Von Klaus Boldt
Hamburg - Die Brüder Karl, 88, und Theo Albrecht, 86, konnten auch 2008 die Plätze eins und zwei unter den reichsten Deutschen behaupten: Die beiden Aldi-Gründer verfügen über ein geschätztes Vermögen von jeweils über 17 Milliarden Euro. Ihr Vorsprung vor dem Drittplazierten, der Familie Porsche, die zuletzt von der guten Wertentwicklung ihrer Beteiligung an der Volkswagen AG profitierte, ist allerdings erheblich geschrumpft.
Dies geht aus der Liste "Die 300 reichsten Deutschen" des "manager magazin" hervor. Das jährliche Ranking erscheint bereits zum achten Mal, es ist die umfassendste Aufstellung ihrer Art.

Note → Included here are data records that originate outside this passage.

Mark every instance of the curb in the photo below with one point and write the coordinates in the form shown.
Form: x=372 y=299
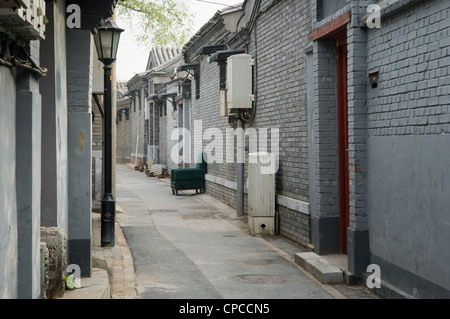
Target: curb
x=95 y=287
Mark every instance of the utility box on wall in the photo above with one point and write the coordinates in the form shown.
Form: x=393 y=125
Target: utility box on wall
x=261 y=195
x=239 y=82
x=25 y=20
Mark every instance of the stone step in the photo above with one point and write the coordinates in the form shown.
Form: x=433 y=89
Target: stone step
x=320 y=268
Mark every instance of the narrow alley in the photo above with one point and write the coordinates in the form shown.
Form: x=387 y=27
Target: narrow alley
x=193 y=247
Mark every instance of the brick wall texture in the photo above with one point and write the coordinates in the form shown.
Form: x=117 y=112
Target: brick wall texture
x=412 y=53
x=281 y=35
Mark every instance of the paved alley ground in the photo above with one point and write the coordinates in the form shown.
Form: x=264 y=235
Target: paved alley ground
x=193 y=247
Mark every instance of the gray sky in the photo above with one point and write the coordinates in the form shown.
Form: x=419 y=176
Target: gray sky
x=132 y=59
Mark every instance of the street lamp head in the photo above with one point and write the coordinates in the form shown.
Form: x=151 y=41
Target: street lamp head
x=107 y=42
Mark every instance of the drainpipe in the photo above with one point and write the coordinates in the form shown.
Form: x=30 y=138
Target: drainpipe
x=240 y=163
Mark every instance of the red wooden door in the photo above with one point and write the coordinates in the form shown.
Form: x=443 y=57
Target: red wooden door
x=342 y=112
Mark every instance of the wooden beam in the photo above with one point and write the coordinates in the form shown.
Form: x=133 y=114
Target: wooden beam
x=330 y=30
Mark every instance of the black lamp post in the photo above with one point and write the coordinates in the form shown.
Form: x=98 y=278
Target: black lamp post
x=107 y=43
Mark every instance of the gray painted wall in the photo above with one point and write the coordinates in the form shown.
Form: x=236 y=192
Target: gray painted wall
x=28 y=179
x=8 y=209
x=408 y=128
x=54 y=206
x=408 y=206
x=79 y=74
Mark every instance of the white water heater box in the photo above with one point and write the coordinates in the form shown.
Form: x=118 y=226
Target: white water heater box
x=239 y=82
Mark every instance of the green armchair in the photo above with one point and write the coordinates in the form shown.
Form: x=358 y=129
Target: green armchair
x=189 y=178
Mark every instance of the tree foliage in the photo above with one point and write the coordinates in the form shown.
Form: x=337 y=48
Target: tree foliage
x=158 y=22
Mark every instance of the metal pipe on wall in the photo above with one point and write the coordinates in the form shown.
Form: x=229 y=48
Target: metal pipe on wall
x=240 y=167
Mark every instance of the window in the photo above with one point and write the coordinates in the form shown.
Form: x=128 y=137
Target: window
x=197 y=81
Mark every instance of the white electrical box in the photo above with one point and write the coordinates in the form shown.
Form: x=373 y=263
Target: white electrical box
x=239 y=82
x=223 y=103
x=26 y=20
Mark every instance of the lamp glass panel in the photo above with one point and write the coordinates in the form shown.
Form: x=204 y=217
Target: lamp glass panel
x=116 y=39
x=106 y=38
x=98 y=45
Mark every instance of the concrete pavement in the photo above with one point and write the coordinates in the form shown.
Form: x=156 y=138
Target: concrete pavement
x=192 y=246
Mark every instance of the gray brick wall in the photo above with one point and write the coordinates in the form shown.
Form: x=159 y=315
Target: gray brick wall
x=411 y=52
x=124 y=146
x=282 y=33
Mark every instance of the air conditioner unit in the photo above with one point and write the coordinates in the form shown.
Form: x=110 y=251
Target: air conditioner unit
x=223 y=103
x=239 y=82
x=261 y=195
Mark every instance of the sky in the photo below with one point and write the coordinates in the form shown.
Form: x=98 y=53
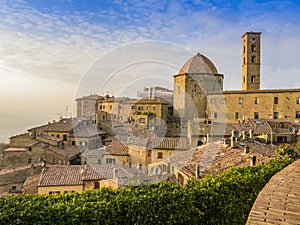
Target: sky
x=48 y=49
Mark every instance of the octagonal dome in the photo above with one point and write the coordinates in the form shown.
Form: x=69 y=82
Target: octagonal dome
x=198 y=64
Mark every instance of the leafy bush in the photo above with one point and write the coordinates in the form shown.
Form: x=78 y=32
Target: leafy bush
x=222 y=199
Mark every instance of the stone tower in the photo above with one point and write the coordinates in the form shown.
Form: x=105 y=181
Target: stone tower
x=195 y=80
x=251 y=61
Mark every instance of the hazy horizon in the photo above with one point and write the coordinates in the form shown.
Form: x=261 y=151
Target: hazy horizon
x=48 y=47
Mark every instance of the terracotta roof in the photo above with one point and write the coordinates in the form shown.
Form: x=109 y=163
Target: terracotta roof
x=279 y=201
x=69 y=151
x=258 y=126
x=64 y=125
x=106 y=172
x=87 y=131
x=171 y=143
x=32 y=179
x=213 y=159
x=14 y=149
x=116 y=148
x=90 y=97
x=70 y=175
x=261 y=91
x=61 y=175
x=46 y=138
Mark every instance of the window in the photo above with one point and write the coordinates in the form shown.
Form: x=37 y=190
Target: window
x=236 y=115
x=215 y=115
x=142 y=120
x=110 y=161
x=96 y=185
x=65 y=137
x=159 y=155
x=83 y=143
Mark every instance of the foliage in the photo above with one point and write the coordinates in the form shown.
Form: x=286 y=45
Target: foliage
x=286 y=152
x=222 y=199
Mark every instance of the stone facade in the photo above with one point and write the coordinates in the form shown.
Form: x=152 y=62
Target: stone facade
x=251 y=61
x=196 y=78
x=282 y=104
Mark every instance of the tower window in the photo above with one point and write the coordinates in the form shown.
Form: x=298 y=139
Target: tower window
x=236 y=115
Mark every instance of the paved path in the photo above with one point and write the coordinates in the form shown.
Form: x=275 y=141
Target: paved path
x=279 y=201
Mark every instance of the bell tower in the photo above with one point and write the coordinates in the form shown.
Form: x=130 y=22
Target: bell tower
x=251 y=61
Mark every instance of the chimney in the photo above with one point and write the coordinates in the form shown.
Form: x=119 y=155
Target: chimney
x=251 y=134
x=197 y=171
x=115 y=173
x=244 y=135
x=246 y=149
x=253 y=161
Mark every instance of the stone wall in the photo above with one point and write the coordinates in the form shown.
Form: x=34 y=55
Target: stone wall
x=13 y=179
x=242 y=105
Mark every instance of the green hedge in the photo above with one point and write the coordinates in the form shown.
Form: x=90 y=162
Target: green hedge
x=222 y=199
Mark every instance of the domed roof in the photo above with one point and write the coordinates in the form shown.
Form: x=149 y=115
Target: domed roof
x=198 y=64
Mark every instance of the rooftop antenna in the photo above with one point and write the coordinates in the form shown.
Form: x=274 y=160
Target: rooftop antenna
x=66 y=111
x=60 y=115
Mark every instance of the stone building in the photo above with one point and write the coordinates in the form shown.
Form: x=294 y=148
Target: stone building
x=199 y=95
x=253 y=102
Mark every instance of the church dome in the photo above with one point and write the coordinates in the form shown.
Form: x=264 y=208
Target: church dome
x=198 y=64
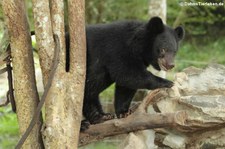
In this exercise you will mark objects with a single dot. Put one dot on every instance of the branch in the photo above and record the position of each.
(139, 120)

Die diesjährige Rangliste der 300 reichsten Deutschen zeigt sich in hohem Maße von den Auswirkungen der globalen Finanzkrise beeinflusst. Anders als 2007 oder 2006 war in den vergangenen Monaten kein einheitliches Bild bei der Vermögensentwicklung mehr zu beobachten: Viele Familienunternehmen steigerten ihren Wert und erwiesen sich in ihrer Finanzkraft börsennotierten Konzernen ebenbürtig oder sogar überlegen wie etwa im Falle der Übernahme der Continental AG
durch die Schaeffler-Gruppe.
Namentlich Aktienvermögen wurden zuletzt in Mitleidenschaft gezogen. Zu spüren bekam dies nicht nur Susanne Klatten, 46, die reichste Frau der Republik, deren BMW-Beteiligung hohe Werteinbußen erlitt.

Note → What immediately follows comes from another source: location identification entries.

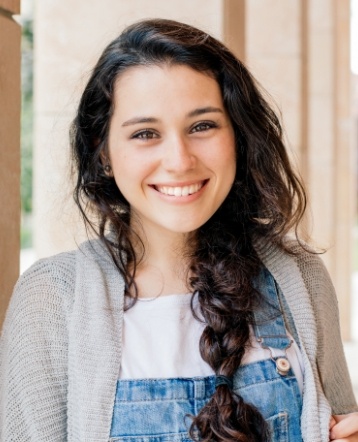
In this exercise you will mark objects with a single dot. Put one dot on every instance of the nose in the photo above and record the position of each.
(178, 156)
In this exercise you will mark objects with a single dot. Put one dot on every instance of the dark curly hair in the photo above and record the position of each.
(266, 201)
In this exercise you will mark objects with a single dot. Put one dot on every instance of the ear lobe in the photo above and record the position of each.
(106, 164)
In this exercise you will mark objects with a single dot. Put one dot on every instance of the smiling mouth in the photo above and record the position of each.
(180, 190)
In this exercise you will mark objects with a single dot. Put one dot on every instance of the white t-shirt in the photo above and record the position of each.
(161, 340)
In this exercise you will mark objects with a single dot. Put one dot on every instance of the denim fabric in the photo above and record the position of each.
(159, 410)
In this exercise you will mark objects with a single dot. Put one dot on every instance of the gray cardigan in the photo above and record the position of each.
(60, 349)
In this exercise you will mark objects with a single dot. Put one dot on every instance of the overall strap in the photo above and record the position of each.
(269, 326)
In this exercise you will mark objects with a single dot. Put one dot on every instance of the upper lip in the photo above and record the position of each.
(179, 184)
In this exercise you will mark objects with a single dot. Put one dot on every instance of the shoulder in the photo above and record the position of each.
(297, 261)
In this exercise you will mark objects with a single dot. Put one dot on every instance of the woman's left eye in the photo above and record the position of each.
(145, 134)
(203, 126)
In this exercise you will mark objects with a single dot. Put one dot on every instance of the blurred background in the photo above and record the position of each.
(303, 52)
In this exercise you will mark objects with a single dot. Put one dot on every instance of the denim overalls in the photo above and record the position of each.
(158, 410)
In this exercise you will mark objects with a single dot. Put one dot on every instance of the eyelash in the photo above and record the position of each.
(148, 134)
(203, 126)
(143, 134)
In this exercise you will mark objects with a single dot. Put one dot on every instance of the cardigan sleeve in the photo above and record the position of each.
(33, 353)
(331, 362)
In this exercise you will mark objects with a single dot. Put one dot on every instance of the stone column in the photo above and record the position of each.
(330, 160)
(299, 51)
(10, 103)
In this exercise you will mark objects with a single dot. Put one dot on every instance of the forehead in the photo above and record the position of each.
(164, 86)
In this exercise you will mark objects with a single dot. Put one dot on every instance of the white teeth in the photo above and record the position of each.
(180, 191)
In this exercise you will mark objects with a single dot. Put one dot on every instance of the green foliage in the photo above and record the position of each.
(26, 116)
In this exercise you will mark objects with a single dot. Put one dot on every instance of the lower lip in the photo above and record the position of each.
(181, 199)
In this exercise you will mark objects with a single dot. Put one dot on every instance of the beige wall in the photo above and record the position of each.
(9, 150)
(299, 50)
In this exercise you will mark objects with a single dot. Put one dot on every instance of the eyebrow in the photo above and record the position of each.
(194, 113)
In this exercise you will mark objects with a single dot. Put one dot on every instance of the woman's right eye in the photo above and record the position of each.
(145, 134)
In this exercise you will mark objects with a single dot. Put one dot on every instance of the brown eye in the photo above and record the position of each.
(203, 126)
(145, 135)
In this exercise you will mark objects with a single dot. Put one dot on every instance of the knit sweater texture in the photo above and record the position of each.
(60, 349)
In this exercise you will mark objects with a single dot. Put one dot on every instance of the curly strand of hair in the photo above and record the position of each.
(222, 278)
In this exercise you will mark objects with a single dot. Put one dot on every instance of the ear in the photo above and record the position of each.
(106, 163)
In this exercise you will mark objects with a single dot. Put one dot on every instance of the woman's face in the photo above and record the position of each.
(171, 146)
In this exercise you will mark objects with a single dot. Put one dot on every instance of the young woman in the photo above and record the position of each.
(192, 316)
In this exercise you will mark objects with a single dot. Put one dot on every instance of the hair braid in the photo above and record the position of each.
(223, 272)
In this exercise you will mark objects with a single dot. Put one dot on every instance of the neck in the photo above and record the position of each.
(163, 266)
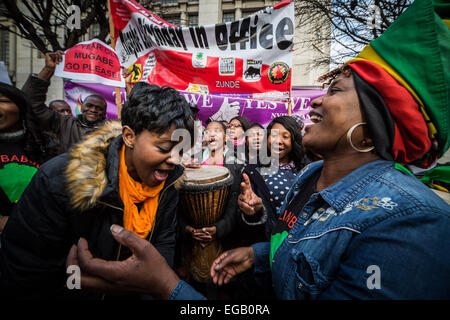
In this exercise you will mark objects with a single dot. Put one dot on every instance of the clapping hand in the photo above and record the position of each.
(248, 201)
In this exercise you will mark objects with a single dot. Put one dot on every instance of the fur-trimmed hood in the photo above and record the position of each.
(85, 173)
(93, 167)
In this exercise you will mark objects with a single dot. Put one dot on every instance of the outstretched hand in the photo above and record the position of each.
(248, 201)
(231, 263)
(51, 60)
(145, 271)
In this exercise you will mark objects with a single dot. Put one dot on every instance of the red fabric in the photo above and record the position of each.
(411, 139)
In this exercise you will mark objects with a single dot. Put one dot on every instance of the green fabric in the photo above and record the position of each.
(439, 173)
(14, 178)
(401, 168)
(275, 242)
(419, 37)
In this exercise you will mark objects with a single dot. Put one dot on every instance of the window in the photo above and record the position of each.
(193, 20)
(4, 48)
(247, 13)
(228, 17)
(173, 20)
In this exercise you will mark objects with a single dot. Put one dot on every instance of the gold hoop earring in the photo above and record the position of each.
(349, 138)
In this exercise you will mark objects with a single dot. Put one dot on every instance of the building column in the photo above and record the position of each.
(238, 10)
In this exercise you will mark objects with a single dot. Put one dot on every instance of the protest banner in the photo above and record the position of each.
(77, 92)
(91, 61)
(255, 110)
(248, 56)
(210, 106)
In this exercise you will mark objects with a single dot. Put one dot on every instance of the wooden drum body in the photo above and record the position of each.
(203, 198)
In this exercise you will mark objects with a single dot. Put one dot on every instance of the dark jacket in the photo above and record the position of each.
(67, 130)
(75, 195)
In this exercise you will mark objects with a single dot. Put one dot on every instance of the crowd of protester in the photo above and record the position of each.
(311, 208)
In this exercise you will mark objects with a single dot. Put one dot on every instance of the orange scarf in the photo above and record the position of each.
(133, 192)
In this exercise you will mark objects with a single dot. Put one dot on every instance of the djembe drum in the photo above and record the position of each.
(203, 196)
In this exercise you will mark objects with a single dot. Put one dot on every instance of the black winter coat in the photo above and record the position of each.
(60, 206)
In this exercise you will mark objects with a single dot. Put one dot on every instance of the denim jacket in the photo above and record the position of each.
(377, 233)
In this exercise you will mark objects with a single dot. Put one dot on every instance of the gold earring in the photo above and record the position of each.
(349, 139)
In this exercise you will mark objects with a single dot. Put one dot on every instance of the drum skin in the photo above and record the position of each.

Weit empfindlicher traf der Einbruch des Börsenkurses Madeleine Schickedanz, 64, die Mehrheitsaktionärin von Arcandor
(ehemals KarstadtQuelle): Ihr Vermögen büßte über die Hälfte seines Wertes ein. Nur dank ihrer mittelbaren Beteiligung am Reisekonzern Thomas Cook konnte Schickedanz ihre Plazierung unter den 100 reichsten Deutschen halten.
Ein weiteres Ergebnis des Rankings von manager magazin: 122 Einzelpersonen oder Familien verfügen über ein Vermögen von mindestens einer Milliarde Euro.